Catarina não acredita em destino.
Ela faz seu próprio caminho.
Não há nada entre o céu e a terra que ela não possa controlar.

Ou talvez haja.

A noite cai sob o reino de Montemor. Nas ruas sem pavimento da cidade ao redor do castelo, a energia vibrante de celebração atinge cada morador, rico ou pobre, homem ou mulher. O casamento será no dia seguinte; quando o relógio da torre oeste marcar meio dia, o Rei Afonso Monferrato e a Rainha Catarina de Lurton unirão muito mais que seus reinos, unirão seus corações. Ali, entre o povo, propaga a história de amor dos jovens herdeiros: "uma paixão descontrolada e arrasadora", conta o ferreiro Alexander para a esposa, na mesa da cozinha. "Nunca se viu casal mais apaixonado! Dizem no castelo que os pombinhos não conseguem se separar um minuto", divaga a bela Arthania, filha do padeiro, numa voz alegre e juvenil.
Desde os tempos mais longínquos, as histórias de amor encantaram os seres humanos. As pessoas morrem por amor. Guerras são travadas, acordos de paz são assinados; trovadores nele encontram inspiração, autores sobre ele escrevem.
O amor é aterrorizantemente fascinante.
O povo de Montemor não poderia estar mais feliz em ser testemunha de tamanha história de amor, digna dos contos de fadas que costumam contar a suas crianças.

A verdade, porém, não poderia ser mais diferente.

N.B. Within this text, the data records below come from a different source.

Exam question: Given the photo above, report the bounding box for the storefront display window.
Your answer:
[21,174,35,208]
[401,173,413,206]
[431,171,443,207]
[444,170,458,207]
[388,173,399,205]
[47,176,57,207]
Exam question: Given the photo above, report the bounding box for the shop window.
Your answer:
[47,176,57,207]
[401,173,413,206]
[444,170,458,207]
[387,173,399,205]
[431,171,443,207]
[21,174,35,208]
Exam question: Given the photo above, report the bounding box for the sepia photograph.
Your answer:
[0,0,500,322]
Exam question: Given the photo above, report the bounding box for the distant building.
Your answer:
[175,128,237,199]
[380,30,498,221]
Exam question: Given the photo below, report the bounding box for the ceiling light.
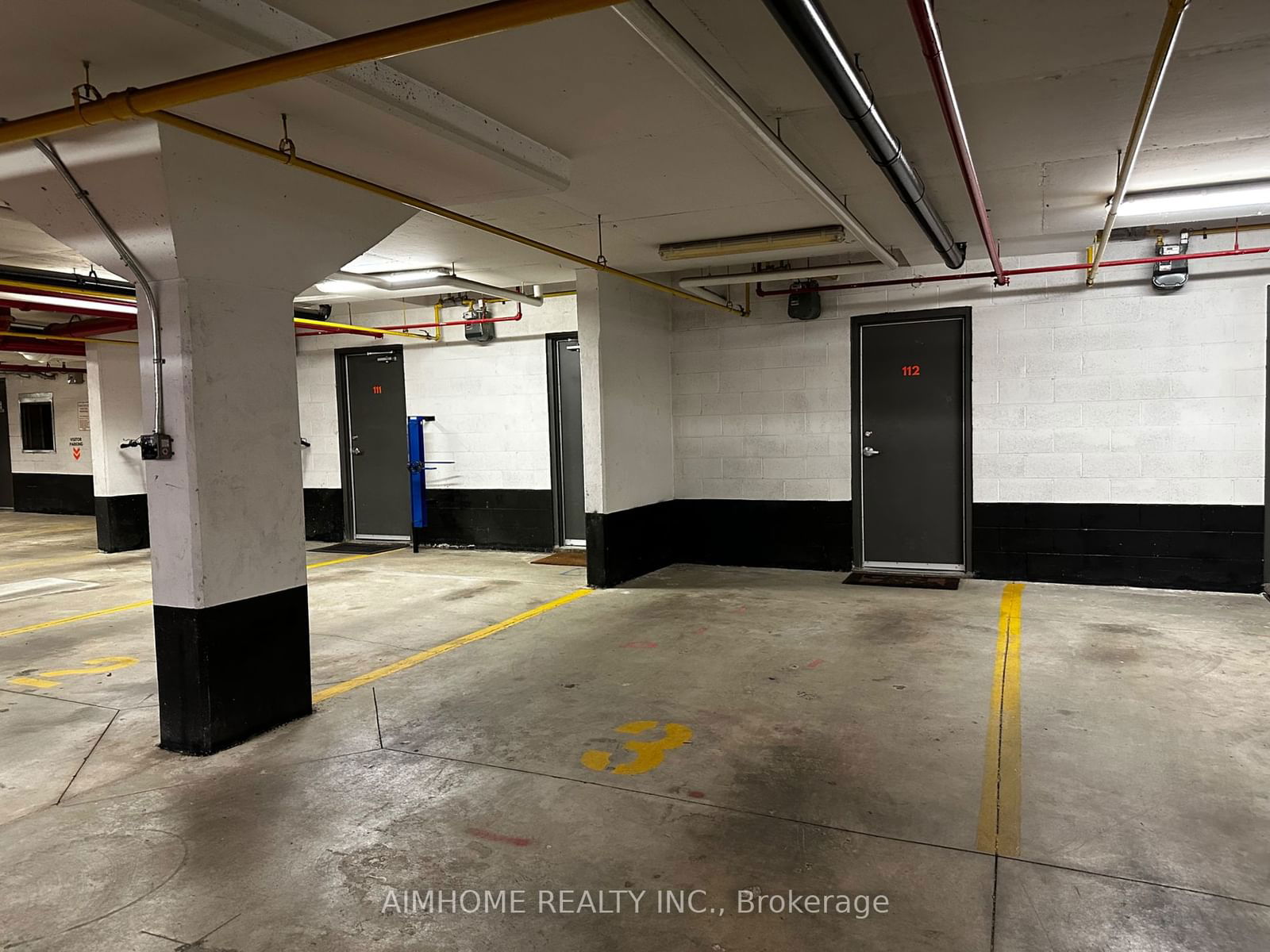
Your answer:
[2,290,137,316]
[656,225,847,262]
[1120,179,1270,216]
[315,278,375,294]
[373,268,449,284]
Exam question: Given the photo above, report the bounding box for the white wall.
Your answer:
[578,271,675,512]
[672,236,1270,504]
[297,294,578,490]
[5,373,92,476]
[85,344,144,497]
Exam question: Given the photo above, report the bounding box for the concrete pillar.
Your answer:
[578,269,678,585]
[0,122,411,754]
[85,344,150,552]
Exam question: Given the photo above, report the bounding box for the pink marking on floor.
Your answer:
[468,827,533,846]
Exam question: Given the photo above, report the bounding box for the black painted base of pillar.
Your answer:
[93,493,150,552]
[155,585,313,754]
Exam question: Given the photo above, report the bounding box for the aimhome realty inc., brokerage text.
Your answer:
[379,887,891,919]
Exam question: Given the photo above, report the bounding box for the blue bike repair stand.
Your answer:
[406,416,452,552]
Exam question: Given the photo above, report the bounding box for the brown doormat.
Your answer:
[842,573,961,592]
[309,542,405,555]
[529,548,587,566]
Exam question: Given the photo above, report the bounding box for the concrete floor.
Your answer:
[0,512,1270,952]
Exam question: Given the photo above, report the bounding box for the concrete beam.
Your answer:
[133,0,570,190]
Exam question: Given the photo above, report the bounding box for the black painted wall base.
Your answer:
[675,499,852,571]
[305,486,344,542]
[414,489,555,552]
[587,499,851,588]
[13,472,94,516]
[93,493,150,552]
[972,503,1265,592]
[587,499,694,588]
[587,499,1265,593]
[155,585,313,754]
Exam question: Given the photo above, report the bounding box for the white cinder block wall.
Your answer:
[671,236,1270,504]
[296,294,578,489]
[5,373,93,476]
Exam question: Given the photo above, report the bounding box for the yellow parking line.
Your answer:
[0,601,154,639]
[309,548,402,569]
[976,582,1024,857]
[0,552,401,639]
[314,589,591,704]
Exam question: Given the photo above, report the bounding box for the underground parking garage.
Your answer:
[0,0,1270,952]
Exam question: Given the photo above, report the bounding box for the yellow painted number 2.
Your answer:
[9,655,137,688]
[582,721,692,774]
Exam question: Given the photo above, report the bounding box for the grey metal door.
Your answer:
[0,377,13,509]
[344,351,410,539]
[551,338,587,546]
[852,315,969,571]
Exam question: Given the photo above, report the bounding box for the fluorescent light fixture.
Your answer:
[315,278,375,294]
[656,225,847,262]
[0,290,137,317]
[1120,179,1270,216]
[373,268,449,286]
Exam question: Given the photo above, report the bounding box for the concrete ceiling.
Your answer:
[0,0,1270,290]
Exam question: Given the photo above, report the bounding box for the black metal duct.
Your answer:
[764,0,965,269]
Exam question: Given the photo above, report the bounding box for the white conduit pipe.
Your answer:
[1084,0,1190,287]
[675,262,878,290]
[314,271,544,307]
[612,0,899,268]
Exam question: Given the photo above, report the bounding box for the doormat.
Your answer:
[529,548,587,566]
[310,542,405,555]
[842,573,961,592]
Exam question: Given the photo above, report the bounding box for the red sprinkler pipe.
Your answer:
[908,0,1010,284]
[0,363,84,373]
[0,332,87,357]
[756,246,1270,297]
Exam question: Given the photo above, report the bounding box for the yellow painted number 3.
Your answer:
[9,655,137,688]
[582,721,692,774]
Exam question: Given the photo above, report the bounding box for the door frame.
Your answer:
[0,374,13,509]
[334,344,413,541]
[545,330,586,548]
[849,307,974,576]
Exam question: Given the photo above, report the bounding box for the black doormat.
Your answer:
[842,573,961,592]
[310,542,405,555]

A luz das velas tremula pelo quarto. A bela rainha, sentada ereta na velha cadeira em frente a penteadeira, desembaraça os nós inexistentes do seu cabelo longo. Seu pensamento, entretanto, esta longe dos ritos de beleza desta noite.
Catarina de Lurton nasceu no reino de Artena. Seu pai, o bondoso Rei Augusto, nunca lhe poupou mimos e agrados. Durante a infância, a menina cresceu como uma bonequinha de luxo, cercada pelos cuidados dos criados. Porém, quando Catarina completou quatorze anos, entendeu, enfim, que existia um mundo além dos tecidos caros e dos penteados bem feitos do seu quarto no castelo. Existia um reino que necessitava ser governado. Seu pai era um rei justo e leal, mas não duraria para sempre, ainda não existia em parte alguma da velha Calia um exilir capaz que dar a vida eterna a um homem. Em poucos anos, o futuro de Artena estaria nas mãos da pequena princesa. Catarina percebeu que ser apenas uma menina indefesa não a levaria a lugar algum. Era preciso mais.
Era preciso ser mais.
Havia uma revolta na mina mais ao sul de Artena. Catarina sempre foi muito inteligente, capaz de vencer o pai no xadrez em apenas um número par de jogadas. Ela não poupou esforços para encontrar uma maneira mais vantajosa de acabar com os rebeldes.
Foram noites em claro na biblioteca do Castelo, pensando, arquitetando. Se ela queria ocupar o trono, precisava deixar a garotinha de olhos assustados guardada dentro de si. Precisava saber sobre estratégias de guerra, acordos políticos, ideais de liberdade. Precisava saber mais sobre o mundo do que sobre si mesma.
Numa tarde, Catarina adentrou o salão do trono com mapas e pergaminhos em mãos.  Exibia um sorriso vitorioso, de quem sabia ter encontrado a solução para um problema complicado. O rei conversava com seus conselheiros, incluindo o jovem chefe de guarda, Darthés. O menino, vindo de uma família numerosa e pobre, alcançara rapidamente o alto posto. Vez ou outra, Catarina o pegava lançando olhares fugitivos em sua direção, o que a deixava envergonhada e lisonjeada, em doses iguais.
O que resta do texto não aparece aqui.